Позднее она долго лежит без сна на гостиничной койке, прислушиваясь к уличному шуму, к проезжающим машинам. Конечно, туда уже не вернуться, невидимый барьер не перешагнуть. Кристине не спится, она то и дело тяжко вздыхает, сама не зная о чем.
Воскресное утро тянется так же долго, как и неспокойная бессонная ночь.
Большинство магазинов закрыты, соблазны их спрятаны за опущенными жалюзи.
Чтобы убить время, Кристина идет в кафе и сидит там, листая газеты. Она уже забыла, что предвкушала, отправляясь в Вену, зачем приехала сюда, где ее никто не ждет, где она никому не нужна. Вспомнила только, что надо бы навестить сестру и зятя, ведь обещала, неудобно не зайти. И лучше всего сделать это после обеда, ни в коем случае не раньше, а то еще подумают, что нарочно пришла к накрытому столу. Сестра так изменилась с тех пор, как у нее появились дети, дрожит над каждым куском. Еще есть часа два-три, можно погулять. На Ринге, у картинной галереи, Кристина видит объявление, что вход сегодня бесплатный; она равнодушно бродит по залам, присаживается на бархатные скамейки, разглядывает публику. Потом снова шагает по улице, заходит в кокой-то парк, и чувство одинокости в ней становится все сильнее и сильнее. Когда же наконец в два часа она подходит к дому зятя, то чуть не валится с ног от усталости, словно полдня тащилась по сугробам. И прямо у ворот неожиданно встречает все семейство; сестра, зять, дети – все нарядно, по-воскресному одеты и все искренне (к удовольствию Кристины) рады ее приходу.

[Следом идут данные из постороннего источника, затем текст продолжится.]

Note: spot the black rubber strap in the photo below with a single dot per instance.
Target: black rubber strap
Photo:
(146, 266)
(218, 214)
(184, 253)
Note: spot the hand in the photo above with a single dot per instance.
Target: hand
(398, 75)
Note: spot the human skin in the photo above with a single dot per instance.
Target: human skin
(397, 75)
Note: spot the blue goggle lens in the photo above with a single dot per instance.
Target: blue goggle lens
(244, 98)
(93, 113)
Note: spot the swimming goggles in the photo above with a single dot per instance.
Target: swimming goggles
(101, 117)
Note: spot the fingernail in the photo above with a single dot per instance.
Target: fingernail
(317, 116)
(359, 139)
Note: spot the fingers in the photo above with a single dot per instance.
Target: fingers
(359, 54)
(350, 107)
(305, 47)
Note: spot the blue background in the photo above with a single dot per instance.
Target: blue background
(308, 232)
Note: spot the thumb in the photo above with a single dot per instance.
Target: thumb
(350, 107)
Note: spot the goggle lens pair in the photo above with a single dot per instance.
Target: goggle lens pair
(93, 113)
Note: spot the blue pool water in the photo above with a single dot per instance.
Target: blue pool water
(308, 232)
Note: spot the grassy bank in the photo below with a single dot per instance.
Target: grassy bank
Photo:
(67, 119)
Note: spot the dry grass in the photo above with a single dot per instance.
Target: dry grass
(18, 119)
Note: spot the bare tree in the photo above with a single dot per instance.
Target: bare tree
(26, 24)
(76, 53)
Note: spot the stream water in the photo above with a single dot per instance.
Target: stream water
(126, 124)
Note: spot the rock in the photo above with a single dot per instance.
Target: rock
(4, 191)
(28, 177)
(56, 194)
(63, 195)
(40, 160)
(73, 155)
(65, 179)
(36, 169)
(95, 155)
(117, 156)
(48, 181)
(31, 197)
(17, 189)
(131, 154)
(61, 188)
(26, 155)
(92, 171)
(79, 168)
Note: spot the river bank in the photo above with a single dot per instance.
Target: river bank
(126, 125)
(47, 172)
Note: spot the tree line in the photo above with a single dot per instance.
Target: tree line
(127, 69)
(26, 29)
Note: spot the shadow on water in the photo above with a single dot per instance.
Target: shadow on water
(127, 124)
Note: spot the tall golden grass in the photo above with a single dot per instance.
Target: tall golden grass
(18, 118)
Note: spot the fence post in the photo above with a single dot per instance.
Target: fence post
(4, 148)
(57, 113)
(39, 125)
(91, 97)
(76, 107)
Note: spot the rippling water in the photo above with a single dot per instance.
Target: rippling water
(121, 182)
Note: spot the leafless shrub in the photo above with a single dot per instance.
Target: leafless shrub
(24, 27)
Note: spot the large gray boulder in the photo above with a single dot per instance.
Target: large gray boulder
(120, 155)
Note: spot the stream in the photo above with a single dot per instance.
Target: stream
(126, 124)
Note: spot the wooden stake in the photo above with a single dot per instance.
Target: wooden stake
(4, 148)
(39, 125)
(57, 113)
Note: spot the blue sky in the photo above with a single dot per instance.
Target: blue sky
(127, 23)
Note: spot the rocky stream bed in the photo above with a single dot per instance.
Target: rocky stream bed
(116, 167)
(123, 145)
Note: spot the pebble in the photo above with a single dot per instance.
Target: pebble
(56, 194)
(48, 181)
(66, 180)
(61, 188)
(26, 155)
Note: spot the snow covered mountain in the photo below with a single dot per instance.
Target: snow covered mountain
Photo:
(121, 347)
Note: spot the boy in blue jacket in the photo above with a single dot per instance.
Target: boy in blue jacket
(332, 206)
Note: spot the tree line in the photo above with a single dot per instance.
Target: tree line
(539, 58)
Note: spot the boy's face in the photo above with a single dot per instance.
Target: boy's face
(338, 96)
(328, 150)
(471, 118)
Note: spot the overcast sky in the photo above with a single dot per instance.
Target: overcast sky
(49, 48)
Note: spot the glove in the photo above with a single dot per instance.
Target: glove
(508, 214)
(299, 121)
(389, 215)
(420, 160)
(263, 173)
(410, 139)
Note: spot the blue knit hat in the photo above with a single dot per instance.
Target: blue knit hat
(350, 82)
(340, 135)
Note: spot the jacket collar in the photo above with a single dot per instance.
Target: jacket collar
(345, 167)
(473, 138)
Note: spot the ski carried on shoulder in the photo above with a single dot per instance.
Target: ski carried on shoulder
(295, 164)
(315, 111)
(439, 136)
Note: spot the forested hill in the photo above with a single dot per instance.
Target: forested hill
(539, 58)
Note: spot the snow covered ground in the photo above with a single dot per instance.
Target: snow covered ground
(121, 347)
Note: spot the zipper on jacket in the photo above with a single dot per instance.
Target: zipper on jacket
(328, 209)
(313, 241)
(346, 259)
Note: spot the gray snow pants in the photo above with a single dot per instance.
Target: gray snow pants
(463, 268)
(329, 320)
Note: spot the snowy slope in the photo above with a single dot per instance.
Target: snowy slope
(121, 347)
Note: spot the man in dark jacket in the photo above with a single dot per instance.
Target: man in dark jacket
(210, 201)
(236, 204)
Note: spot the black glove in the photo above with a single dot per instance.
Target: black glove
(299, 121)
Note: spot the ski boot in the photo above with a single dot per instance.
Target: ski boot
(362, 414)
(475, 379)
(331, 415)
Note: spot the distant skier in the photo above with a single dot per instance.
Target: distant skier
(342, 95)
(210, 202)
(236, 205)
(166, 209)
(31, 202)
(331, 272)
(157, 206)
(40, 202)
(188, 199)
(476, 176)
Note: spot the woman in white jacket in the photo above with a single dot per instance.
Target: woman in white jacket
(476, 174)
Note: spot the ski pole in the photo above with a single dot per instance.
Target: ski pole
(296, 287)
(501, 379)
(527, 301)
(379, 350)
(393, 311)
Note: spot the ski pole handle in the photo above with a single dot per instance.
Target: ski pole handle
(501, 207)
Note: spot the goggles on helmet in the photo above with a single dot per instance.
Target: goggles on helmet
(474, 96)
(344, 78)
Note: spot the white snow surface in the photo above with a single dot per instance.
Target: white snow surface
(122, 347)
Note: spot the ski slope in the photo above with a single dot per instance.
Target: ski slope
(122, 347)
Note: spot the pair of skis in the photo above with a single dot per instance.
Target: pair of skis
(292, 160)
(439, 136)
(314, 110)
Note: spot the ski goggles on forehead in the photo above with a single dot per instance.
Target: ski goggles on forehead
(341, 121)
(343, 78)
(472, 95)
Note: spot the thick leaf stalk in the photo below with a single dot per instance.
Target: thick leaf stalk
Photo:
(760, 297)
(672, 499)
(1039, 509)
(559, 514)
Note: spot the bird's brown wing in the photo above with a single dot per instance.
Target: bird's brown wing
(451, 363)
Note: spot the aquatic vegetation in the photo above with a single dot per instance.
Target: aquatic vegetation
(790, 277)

– Вот это да, ну и сюрприз! А я еще на той неделе говорил жене, надо бы ей написать, чего она не показывается, и вот… Что ж ты не пришла к обеду? ну ладно, мы собрались в Шенбрунн, хотим показать детям зверушек, да и прогуляемся заодно, день-то какой… Идем с нами.
– С удовольствием, – соглашается Кристина.
Хорошо, когда знаешь, куда идти. Хорошо, когда ты с людьми. Нелли ведет детишек, а Франц, взяв под руку Кристину, развлекает ее всякими историями.
Он говорит без умолку, широкое лицо лучится добродушием; издалека видно, что живется ему неплохо, что он доволен жизнью и собой. Еще не дойдя до трамвайной остановки, зять успел под большим секретом сообщить ей, что завтра его выберут председателем районного бюро, но ведь он заслужил это – доверенным лицом в партийной организации он стал сразу же, вернувшись с войны, и если дела пойдут успешно и на ближайших выборах удастся победить католиков, то он войдет в местный совет.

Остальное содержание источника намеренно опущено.